Headliner Berlin Wonderland

Sa, 23.11.2019

Museo Memoria y Tolerancia

Plaza Juárez, Centro Histórico Frente a Hemiciclo a Juárez en la Alameda

Regie Florian Henckel von Donnersmarck / 2006 / 137 Min.

November 1984, Ost-Berlin: fünf Jahre vor Mauerfall. Gerd Wiesler, Hauptmann im DDR-Ministerium für Staatssicherheit, wird auf den Autor Georg Dreymann und seine Freundin, die bekannte Theaterschauspielerin, Christa-Maria Sieland angesetzt.
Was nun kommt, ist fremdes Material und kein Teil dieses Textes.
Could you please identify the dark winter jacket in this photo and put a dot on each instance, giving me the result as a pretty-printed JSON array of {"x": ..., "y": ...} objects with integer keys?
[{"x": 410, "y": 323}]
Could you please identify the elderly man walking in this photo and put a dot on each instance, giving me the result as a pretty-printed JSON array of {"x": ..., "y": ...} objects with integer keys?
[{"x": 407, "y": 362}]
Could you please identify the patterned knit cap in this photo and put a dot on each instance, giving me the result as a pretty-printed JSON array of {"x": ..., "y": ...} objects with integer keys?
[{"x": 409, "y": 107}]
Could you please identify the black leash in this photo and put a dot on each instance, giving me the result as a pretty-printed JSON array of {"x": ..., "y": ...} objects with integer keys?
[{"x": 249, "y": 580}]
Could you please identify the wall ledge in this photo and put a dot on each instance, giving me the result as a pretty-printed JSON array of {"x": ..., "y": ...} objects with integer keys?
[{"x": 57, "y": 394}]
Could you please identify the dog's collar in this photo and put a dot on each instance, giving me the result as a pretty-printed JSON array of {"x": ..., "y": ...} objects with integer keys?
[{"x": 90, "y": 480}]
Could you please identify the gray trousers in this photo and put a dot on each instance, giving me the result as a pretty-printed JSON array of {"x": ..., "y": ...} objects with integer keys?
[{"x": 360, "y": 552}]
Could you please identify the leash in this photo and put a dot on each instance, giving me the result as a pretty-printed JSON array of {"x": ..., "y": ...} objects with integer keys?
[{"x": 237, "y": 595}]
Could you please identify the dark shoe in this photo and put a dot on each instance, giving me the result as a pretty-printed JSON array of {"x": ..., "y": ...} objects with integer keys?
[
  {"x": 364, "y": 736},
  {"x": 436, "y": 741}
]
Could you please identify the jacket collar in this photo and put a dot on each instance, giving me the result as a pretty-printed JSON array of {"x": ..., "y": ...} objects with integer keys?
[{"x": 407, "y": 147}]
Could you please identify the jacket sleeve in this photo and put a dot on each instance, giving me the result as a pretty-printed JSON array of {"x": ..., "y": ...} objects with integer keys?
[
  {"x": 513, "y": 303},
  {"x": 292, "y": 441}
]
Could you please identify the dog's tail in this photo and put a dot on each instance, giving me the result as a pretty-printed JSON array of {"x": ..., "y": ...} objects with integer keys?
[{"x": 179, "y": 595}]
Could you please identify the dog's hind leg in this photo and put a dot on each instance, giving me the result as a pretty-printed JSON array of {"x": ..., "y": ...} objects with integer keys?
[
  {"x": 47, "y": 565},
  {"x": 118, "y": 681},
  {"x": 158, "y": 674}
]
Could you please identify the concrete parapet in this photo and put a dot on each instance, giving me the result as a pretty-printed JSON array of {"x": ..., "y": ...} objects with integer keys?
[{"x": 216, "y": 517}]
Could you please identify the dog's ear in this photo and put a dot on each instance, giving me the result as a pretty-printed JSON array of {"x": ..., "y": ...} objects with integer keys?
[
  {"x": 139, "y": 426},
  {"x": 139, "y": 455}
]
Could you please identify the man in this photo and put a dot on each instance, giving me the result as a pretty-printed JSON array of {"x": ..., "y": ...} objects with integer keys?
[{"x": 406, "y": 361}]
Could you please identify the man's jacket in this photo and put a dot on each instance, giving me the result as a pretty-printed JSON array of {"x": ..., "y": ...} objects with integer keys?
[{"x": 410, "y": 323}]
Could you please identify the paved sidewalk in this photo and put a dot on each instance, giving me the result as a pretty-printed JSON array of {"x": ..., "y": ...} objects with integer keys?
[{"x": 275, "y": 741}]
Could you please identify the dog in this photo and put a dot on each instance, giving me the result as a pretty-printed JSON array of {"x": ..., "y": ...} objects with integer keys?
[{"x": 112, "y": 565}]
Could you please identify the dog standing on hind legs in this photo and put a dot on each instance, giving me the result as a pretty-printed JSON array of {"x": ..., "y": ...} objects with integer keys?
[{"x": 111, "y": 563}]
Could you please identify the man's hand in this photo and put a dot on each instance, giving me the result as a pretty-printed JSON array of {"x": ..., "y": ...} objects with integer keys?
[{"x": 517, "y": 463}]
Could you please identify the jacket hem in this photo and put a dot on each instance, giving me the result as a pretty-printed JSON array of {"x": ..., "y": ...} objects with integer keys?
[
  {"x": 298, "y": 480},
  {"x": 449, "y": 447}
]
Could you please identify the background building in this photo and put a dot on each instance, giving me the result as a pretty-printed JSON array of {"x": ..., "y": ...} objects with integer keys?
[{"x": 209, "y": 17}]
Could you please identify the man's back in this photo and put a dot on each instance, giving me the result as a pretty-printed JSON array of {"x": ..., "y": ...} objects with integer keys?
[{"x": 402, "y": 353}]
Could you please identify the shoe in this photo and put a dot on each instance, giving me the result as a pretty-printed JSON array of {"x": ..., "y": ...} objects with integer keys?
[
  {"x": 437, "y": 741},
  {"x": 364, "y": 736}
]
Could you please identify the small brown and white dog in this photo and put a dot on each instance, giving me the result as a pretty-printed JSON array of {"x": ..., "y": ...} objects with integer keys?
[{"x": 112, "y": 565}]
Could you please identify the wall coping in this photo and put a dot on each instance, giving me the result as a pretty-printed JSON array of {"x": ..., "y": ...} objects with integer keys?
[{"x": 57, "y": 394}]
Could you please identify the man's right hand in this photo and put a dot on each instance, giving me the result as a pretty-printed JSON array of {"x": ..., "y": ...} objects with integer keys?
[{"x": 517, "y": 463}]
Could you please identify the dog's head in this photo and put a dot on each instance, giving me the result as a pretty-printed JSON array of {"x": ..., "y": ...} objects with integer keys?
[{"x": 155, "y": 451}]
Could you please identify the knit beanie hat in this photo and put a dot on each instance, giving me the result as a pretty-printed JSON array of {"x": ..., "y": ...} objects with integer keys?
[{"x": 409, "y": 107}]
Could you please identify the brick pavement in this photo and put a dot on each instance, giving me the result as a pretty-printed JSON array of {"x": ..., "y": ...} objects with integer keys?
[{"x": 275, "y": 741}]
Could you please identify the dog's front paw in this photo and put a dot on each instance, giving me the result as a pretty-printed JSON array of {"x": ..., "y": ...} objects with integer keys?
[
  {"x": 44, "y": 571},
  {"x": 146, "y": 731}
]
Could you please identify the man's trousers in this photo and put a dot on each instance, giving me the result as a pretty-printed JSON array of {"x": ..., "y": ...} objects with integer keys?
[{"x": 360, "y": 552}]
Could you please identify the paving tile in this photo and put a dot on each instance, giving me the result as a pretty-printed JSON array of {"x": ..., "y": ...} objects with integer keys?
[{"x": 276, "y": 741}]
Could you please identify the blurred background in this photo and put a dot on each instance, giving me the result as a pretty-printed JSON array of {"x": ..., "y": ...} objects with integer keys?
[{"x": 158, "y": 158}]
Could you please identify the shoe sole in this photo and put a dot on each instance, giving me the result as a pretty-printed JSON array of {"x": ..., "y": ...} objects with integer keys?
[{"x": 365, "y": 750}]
Bei seiner Abhörtätigkeit ist er zunehmend gerührt vom Leben der beiden. Als er erfährt, dass der Überwachung des Künstlerpaares private, und nicht politische Ursachen zugrunde liegen, beginnt er die Abhörtätigkeit zu sabotieren. Dies führt zu seiner Läuterung.

Wie notwendig und wichtig „Das Leben der Anderen“ ist, auch als Arbeit des Festhaltens und Erinnerns, das beweist nicht zuletzt der traurige Umstand, dass die ehemaligen „Kulturschaffenden” (dies war ein offizieller Terminus) der DDR zu diesem Thema bis heute mehr oder minder schweigen – auch wenn sie selbst zu den Stasi-Opfern zählten. Vor allem hat bis heute noch kein ehemaliger DEFA-Regisseur einen Spielfilm über das einstige MfS gedreht.